No one stopped him from wandering out of the hall. Why should they? He was King now, he was...  
  
And where was Mel? He thought, half-desperate for her as the thick grey walls of the castle pressed in on him, stale and old and inescapable.  
  
There was a draft coming from somewhere and he followed it, up the stairs to a door wide open and a balcony.  
  
And...  
  
She was sitting there on the balcony rail, face turned up to watch the sky, balanced lightly with both hands holding the rail and her feet kicking out. On the floor, discarded, lay the crown and veil and.... other things, he thought, only vaguely familiar with the concept of slips or crinolines or whatever those were.   
  
"Oh, hey," she said. "Come to join me?"  
  
"You could fall," he said.  
  
She laughed. "No, I couldn't. But if I did there's a tree right below, so you can stop looking all worried and depressed at me, y'know?" She paused. "You feeling any last-minute regrets? That you got yourself tied down to me?"  
  
"No, that I got you tied down to me," he said. "That you... That I trapped you with me in the life I hate most, with the people you hate most..."  
  
"Yeah, you're right about that," she said. "It does kinda suck but- Oh, for pete's sake, don't start looking like that, I'm not  _done_  am I? At least let me finish what I'm saying before you start kicking yourself in the head, okay?"  
  
"Um," he said. She had reached up her hand and almost instinctively he had bent his head towards her, so that now she was ruffling his hair as she talked, her fingers combing through the strands almost like a nervous twitch and yet so relaxing, how it sent shivers down his spine.  
  
"I  _chose_  this, didn't I?" she said. "I knew exactly what I was getting into and let's be honest here, I was in a state of shock that I even accepted because this is... This kind of stuff is really scary for me. And really, really _weird_ , I mean I almost still keep expecting myself to wake up and these past two years will turn out to have been a very, very strange dream. Only not really. Because it's a bit long for a dream and, um... I probably couldn't have dreamed up the people in it anyway, not, um..."  
  
She had gone scarlet.  
  
"Anywaaaaaay back to the subject. Which is that you shouldn't be worried.
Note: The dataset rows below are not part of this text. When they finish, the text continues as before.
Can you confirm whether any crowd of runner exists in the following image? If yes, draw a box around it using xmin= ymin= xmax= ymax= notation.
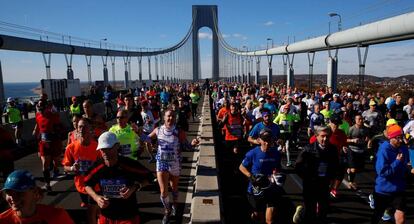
xmin=0 ymin=81 xmax=414 ymax=223
xmin=0 ymin=84 xmax=201 ymax=224
xmin=211 ymin=83 xmax=414 ymax=223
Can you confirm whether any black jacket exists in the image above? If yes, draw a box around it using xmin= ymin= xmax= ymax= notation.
xmin=295 ymin=142 xmax=339 ymax=184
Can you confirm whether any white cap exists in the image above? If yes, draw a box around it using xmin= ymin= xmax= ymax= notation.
xmin=96 ymin=131 xmax=119 ymax=150
xmin=7 ymin=97 xmax=14 ymax=103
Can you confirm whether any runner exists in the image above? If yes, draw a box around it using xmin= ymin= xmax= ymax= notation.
xmin=371 ymin=125 xmax=409 ymax=224
xmin=84 ymin=132 xmax=153 ymax=224
xmin=62 ymin=118 xmax=100 ymax=224
xmin=143 ymin=110 xmax=199 ymax=223
xmin=82 ymin=100 xmax=107 ymax=139
xmin=33 ymin=100 xmax=62 ymax=191
xmin=239 ymin=128 xmax=283 ymax=223
xmin=0 ymin=170 xmax=75 ymax=224
xmin=109 ymin=110 xmax=139 ymax=160
xmin=295 ymin=126 xmax=339 ymax=224
xmin=69 ymin=96 xmax=82 ymax=117
xmin=347 ymin=114 xmax=369 ymax=190
xmin=3 ymin=97 xmax=23 ymax=145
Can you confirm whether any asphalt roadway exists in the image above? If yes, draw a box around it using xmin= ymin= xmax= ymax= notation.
xmin=0 ymin=116 xmax=201 ymax=224
xmin=0 ymin=107 xmax=414 ymax=224
xmin=216 ymin=130 xmax=414 ymax=224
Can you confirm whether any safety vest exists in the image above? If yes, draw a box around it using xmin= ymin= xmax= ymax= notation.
xmin=7 ymin=107 xmax=22 ymax=124
xmin=70 ymin=104 xmax=80 ymax=115
xmin=109 ymin=124 xmax=138 ymax=160
xmin=225 ymin=113 xmax=243 ymax=141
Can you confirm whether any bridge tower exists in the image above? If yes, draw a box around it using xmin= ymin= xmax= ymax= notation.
xmin=192 ymin=5 xmax=219 ymax=81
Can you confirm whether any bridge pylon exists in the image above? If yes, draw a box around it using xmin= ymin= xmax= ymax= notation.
xmin=192 ymin=5 xmax=219 ymax=81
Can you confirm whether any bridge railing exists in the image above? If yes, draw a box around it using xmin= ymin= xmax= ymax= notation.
xmin=191 ymin=93 xmax=222 ymax=224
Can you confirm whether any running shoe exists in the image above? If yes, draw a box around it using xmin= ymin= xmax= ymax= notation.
xmin=292 ymin=205 xmax=305 ymax=224
xmin=42 ymin=184 xmax=52 ymax=192
xmin=329 ymin=189 xmax=338 ymax=198
xmin=52 ymin=169 xmax=60 ymax=179
xmin=148 ymin=157 xmax=155 ymax=163
xmin=348 ymin=182 xmax=358 ymax=190
xmin=171 ymin=205 xmax=177 ymax=216
xmin=368 ymin=194 xmax=375 ymax=209
xmin=161 ymin=213 xmax=170 ymax=224
xmin=381 ymin=210 xmax=392 ymax=221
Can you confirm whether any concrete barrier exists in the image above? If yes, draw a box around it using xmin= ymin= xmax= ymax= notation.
xmin=2 ymin=103 xmax=105 ymax=146
xmin=191 ymin=97 xmax=222 ymax=224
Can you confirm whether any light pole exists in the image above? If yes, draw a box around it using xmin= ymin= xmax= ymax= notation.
xmin=328 ymin=12 xmax=342 ymax=32
xmin=99 ymin=38 xmax=108 ymax=48
xmin=266 ymin=38 xmax=273 ymax=49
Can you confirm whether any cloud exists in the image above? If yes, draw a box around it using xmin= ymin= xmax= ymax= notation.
xmin=232 ymin=33 xmax=247 ymax=40
xmin=20 ymin=59 xmax=33 ymax=64
xmin=233 ymin=33 xmax=243 ymax=38
xmin=404 ymin=53 xmax=414 ymax=57
xmin=198 ymin=32 xmax=213 ymax=40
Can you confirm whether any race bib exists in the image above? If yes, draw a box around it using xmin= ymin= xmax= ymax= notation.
xmin=77 ymin=160 xmax=93 ymax=173
xmin=120 ymin=144 xmax=132 ymax=156
xmin=318 ymin=162 xmax=328 ymax=177
xmin=160 ymin=152 xmax=177 ymax=162
xmin=40 ymin=133 xmax=53 ymax=142
xmin=230 ymin=125 xmax=242 ymax=137
xmin=100 ymin=179 xmax=126 ymax=198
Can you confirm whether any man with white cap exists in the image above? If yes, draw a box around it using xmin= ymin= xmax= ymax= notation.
xmin=252 ymin=97 xmax=266 ymax=124
xmin=85 ymin=132 xmax=154 ymax=224
xmin=0 ymin=170 xmax=74 ymax=224
xmin=371 ymin=124 xmax=409 ymax=223
xmin=3 ymin=97 xmax=23 ymax=145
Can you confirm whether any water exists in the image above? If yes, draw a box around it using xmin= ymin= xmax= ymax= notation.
xmin=4 ymin=82 xmax=40 ymax=99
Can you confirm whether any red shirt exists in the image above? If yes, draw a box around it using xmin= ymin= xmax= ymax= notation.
xmin=224 ymin=113 xmax=243 ymax=141
xmin=36 ymin=112 xmax=60 ymax=133
xmin=309 ymin=129 xmax=348 ymax=157
xmin=0 ymin=204 xmax=75 ymax=224
xmin=62 ymin=139 xmax=100 ymax=194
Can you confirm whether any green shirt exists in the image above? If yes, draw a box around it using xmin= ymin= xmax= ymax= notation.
xmin=338 ymin=120 xmax=349 ymax=136
xmin=190 ymin=93 xmax=200 ymax=104
xmin=6 ymin=107 xmax=22 ymax=124
xmin=273 ymin=113 xmax=295 ymax=133
xmin=321 ymin=109 xmax=333 ymax=119
xmin=109 ymin=124 xmax=138 ymax=160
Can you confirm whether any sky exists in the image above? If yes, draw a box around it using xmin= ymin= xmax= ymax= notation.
xmin=0 ymin=0 xmax=414 ymax=82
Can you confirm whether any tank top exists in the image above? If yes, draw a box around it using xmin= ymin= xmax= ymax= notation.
xmin=109 ymin=124 xmax=138 ymax=159
xmin=155 ymin=125 xmax=181 ymax=162
xmin=70 ymin=104 xmax=80 ymax=115
xmin=7 ymin=107 xmax=22 ymax=124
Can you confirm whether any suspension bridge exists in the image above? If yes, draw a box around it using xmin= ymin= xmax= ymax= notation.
xmin=0 ymin=5 xmax=414 ymax=223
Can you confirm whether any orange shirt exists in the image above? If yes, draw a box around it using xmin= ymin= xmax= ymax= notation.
xmin=62 ymin=139 xmax=100 ymax=194
xmin=224 ymin=113 xmax=243 ymax=141
xmin=217 ymin=107 xmax=230 ymax=119
xmin=0 ymin=204 xmax=75 ymax=224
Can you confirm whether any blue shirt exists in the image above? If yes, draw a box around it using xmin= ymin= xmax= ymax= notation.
xmin=160 ymin=91 xmax=170 ymax=103
xmin=249 ymin=122 xmax=280 ymax=141
xmin=375 ymin=141 xmax=409 ymax=195
xmin=104 ymin=91 xmax=112 ymax=103
xmin=242 ymin=146 xmax=281 ymax=193
xmin=263 ymin=103 xmax=277 ymax=114
xmin=329 ymin=101 xmax=342 ymax=111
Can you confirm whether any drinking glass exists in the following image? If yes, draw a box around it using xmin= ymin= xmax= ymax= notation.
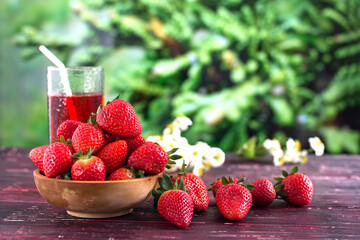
xmin=47 ymin=67 xmax=104 ymax=142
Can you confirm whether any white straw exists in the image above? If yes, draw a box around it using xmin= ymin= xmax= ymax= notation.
xmin=39 ymin=45 xmax=72 ymax=96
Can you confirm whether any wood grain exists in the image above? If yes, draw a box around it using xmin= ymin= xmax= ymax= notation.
xmin=0 ymin=148 xmax=360 ymax=239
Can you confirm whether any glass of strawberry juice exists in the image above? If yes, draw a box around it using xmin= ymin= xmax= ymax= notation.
xmin=47 ymin=67 xmax=104 ymax=142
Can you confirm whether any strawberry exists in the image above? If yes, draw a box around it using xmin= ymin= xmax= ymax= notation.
xmin=95 ymin=140 xmax=127 ymax=174
xmin=56 ymin=120 xmax=83 ymax=140
xmin=96 ymin=99 xmax=142 ymax=138
xmin=152 ymin=173 xmax=194 ymax=228
xmin=215 ymin=177 xmax=252 ymax=220
xmin=274 ymin=167 xmax=314 ymax=206
xmin=29 ymin=145 xmax=49 ymax=172
xmin=172 ymin=173 xmax=209 ymax=212
xmin=209 ymin=177 xmax=239 ymax=197
xmin=43 ymin=142 xmax=74 ymax=178
xmin=250 ymin=179 xmax=276 ymax=207
xmin=128 ymin=142 xmax=181 ymax=175
xmin=71 ymin=153 xmax=106 ymax=181
xmin=107 ymin=167 xmax=136 ymax=181
xmin=71 ymin=123 xmax=105 ymax=154
xmin=105 ymin=133 xmax=121 ymax=145
xmin=124 ymin=136 xmax=145 ymax=158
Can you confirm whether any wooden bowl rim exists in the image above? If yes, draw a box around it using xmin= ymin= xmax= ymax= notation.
xmin=33 ymin=169 xmax=163 ymax=184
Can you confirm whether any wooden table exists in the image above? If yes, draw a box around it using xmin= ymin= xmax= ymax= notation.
xmin=0 ymin=148 xmax=360 ymax=239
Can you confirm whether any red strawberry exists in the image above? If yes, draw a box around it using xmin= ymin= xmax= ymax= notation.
xmin=128 ymin=142 xmax=168 ymax=175
xmin=43 ymin=142 xmax=74 ymax=178
xmin=152 ymin=173 xmax=194 ymax=228
xmin=250 ymin=179 xmax=276 ymax=207
xmin=29 ymin=145 xmax=49 ymax=172
xmin=209 ymin=177 xmax=239 ymax=197
xmin=105 ymin=133 xmax=121 ymax=145
xmin=274 ymin=167 xmax=314 ymax=206
xmin=158 ymin=190 xmax=194 ymax=228
xmin=96 ymin=99 xmax=142 ymax=138
xmin=96 ymin=140 xmax=127 ymax=174
xmin=173 ymin=173 xmax=209 ymax=212
xmin=124 ymin=136 xmax=145 ymax=158
xmin=107 ymin=167 xmax=135 ymax=181
xmin=71 ymin=123 xmax=105 ymax=154
xmin=56 ymin=120 xmax=83 ymax=140
xmin=71 ymin=155 xmax=106 ymax=181
xmin=215 ymin=177 xmax=252 ymax=220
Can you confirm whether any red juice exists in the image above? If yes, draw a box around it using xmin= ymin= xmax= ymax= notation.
xmin=48 ymin=93 xmax=104 ymax=142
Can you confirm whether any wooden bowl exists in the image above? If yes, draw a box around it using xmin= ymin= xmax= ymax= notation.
xmin=34 ymin=169 xmax=162 ymax=218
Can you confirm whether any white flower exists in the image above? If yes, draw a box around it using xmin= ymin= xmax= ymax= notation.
xmin=309 ymin=137 xmax=325 ymax=156
xmin=263 ymin=139 xmax=284 ymax=166
xmin=284 ymin=138 xmax=307 ymax=163
xmin=146 ymin=116 xmax=225 ymax=176
xmin=209 ymin=147 xmax=225 ymax=167
xmin=146 ymin=135 xmax=162 ymax=142
xmin=173 ymin=115 xmax=192 ymax=131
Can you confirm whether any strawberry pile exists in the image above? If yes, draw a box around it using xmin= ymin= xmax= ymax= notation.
xmin=152 ymin=167 xmax=314 ymax=228
xmin=29 ymin=98 xmax=179 ymax=181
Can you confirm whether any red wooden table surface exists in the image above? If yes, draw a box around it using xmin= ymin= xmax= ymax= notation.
xmin=0 ymin=148 xmax=360 ymax=239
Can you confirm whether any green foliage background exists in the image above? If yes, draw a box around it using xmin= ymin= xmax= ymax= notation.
xmin=3 ymin=0 xmax=360 ymax=153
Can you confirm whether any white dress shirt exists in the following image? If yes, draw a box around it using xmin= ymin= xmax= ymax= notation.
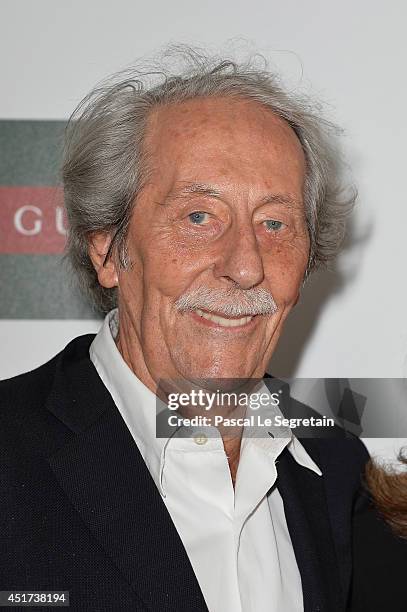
xmin=89 ymin=310 xmax=321 ymax=612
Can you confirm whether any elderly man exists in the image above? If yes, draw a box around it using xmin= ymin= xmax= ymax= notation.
xmin=0 ymin=52 xmax=367 ymax=612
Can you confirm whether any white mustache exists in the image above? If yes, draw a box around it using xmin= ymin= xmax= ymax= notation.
xmin=175 ymin=286 xmax=277 ymax=317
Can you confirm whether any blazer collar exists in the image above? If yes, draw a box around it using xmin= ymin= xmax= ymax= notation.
xmin=47 ymin=335 xmax=344 ymax=612
xmin=277 ymin=440 xmax=345 ymax=612
xmin=47 ymin=336 xmax=207 ymax=612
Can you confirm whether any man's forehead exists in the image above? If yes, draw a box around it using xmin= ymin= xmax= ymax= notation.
xmin=146 ymin=96 xmax=301 ymax=148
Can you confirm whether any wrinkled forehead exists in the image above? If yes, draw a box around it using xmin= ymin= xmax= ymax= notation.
xmin=145 ymin=97 xmax=305 ymax=188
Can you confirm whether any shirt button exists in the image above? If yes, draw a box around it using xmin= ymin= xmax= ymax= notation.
xmin=194 ymin=434 xmax=208 ymax=446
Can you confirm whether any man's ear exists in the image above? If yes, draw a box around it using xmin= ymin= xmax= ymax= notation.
xmin=88 ymin=232 xmax=119 ymax=289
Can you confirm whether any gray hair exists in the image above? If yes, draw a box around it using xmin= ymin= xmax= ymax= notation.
xmin=63 ymin=45 xmax=356 ymax=312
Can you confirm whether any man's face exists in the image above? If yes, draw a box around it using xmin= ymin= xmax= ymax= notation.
xmin=118 ymin=98 xmax=309 ymax=381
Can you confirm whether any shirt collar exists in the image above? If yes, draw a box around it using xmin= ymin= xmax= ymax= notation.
xmin=89 ymin=308 xmax=322 ymax=496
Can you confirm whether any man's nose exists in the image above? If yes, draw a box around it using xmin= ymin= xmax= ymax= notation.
xmin=214 ymin=223 xmax=264 ymax=289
Because I'm fine with this, really. And I don't hate you or anything and actually it's quite the opposite and um I think I'm going to shut up now."  
  
Inside him somewhere a string had snapped. He sagged against her, pressed his face against the side of her neck and just...  _breathed_.  
  
"Um, Edward?" She said, even as her fingers curled tentatively against his back.  
  
"I hate this place so much," he whispered.   
  
"I know," she said, softly.  
  
"I thought they might respect me, after I went on a serious quest. But... but vampires don't exist, you know?" He said, bitterly.   
  
('It should be easy to bring proof if what you say is true,' they had said, leaning back in their seats and smirking. 'You were traveling with a vampress, couldn't you simply show her to us?'  
  
But of course Te'ijal wasn't a vampress anymore.  
  
'So not only do you expect us to believe that vampires exist like in the old lore, but also that they can be turned  _back_?' They had said, and he'd lost before he'd started.  
  
Gyendal was clearly a madman, they had said, and would be locked up for his own safety as well as the public good. And that was all he could get, such an insufficient nothing, such a...)  
  
"You don't have to worry what those fat idiots think of you," she said.  
  
"No, I do..." He protested, and found that he couldn't explain to her, what it meant to be a puppet king, to have no power of any consequence-  
  
Standing there on the little white-draped platform before the priest, he'd been so aware of the myriad eyes, fixed on him, hungrily seeking weaknesses- Of which they'd found plenty, he knew. He was nowhere near perfect, but even if he had been he wondered if they would have been satisfied.   
  
"They want to use me," he said at last, "They think they can get away with it. If I'm not careful, they will be."  
  
"And..?" She said, because she could tell he was going somewhere with this and if she didn;t push him he wouldn't get there.  
  
"There's so much!" He said, pulling away from her so he could pace across the small floor, waving his hands. "There's so much that needs fixing, there's so much corruption amongst the nobles-"  
  
"Hear, hear," said Mel.  
  
" _And_  there's a housing inflation going on right now combined with an import/export disparity and a civil services public funding resources option under dispute and the entire transportation system is  _crippled_  by inefficiency, public education needs to be revamped and there's-"  
  
"Woah, slow down," she said, "I didn't process more than a word or two of that."  
  
He waved his hand dismissively. "That's not the point, it's just... I'm not going to be able to do any of it at this rate."  
  
"Alright, alright," she said. "You're over-thinking this, or should I say you're thinking too big picture and stressing yourself out. It's not nearly as bad as you think and if we just take this a step at a time..."  
  
"We?" He said.  
  
"Yes, 'we', you idiot," she said, scowling at him. "I might not understand everything you're planning but you can always explain it to me and it can't possibly be bad to have a spy and a former th- person of my talents at your disposal. So you're not alone, okay?"  
  
"I-" He said.  
  
"But first things first," she said, cutting him off. "I don't have shoes. And the stones are cold and I don't feel like walking across them barefoot. So  _what_ -" She said, smiling up at him- "are we going to do about this very pressing problem?"  
  
He laughed and obediently scooped her up. "I thought you were more independent than this, Mel."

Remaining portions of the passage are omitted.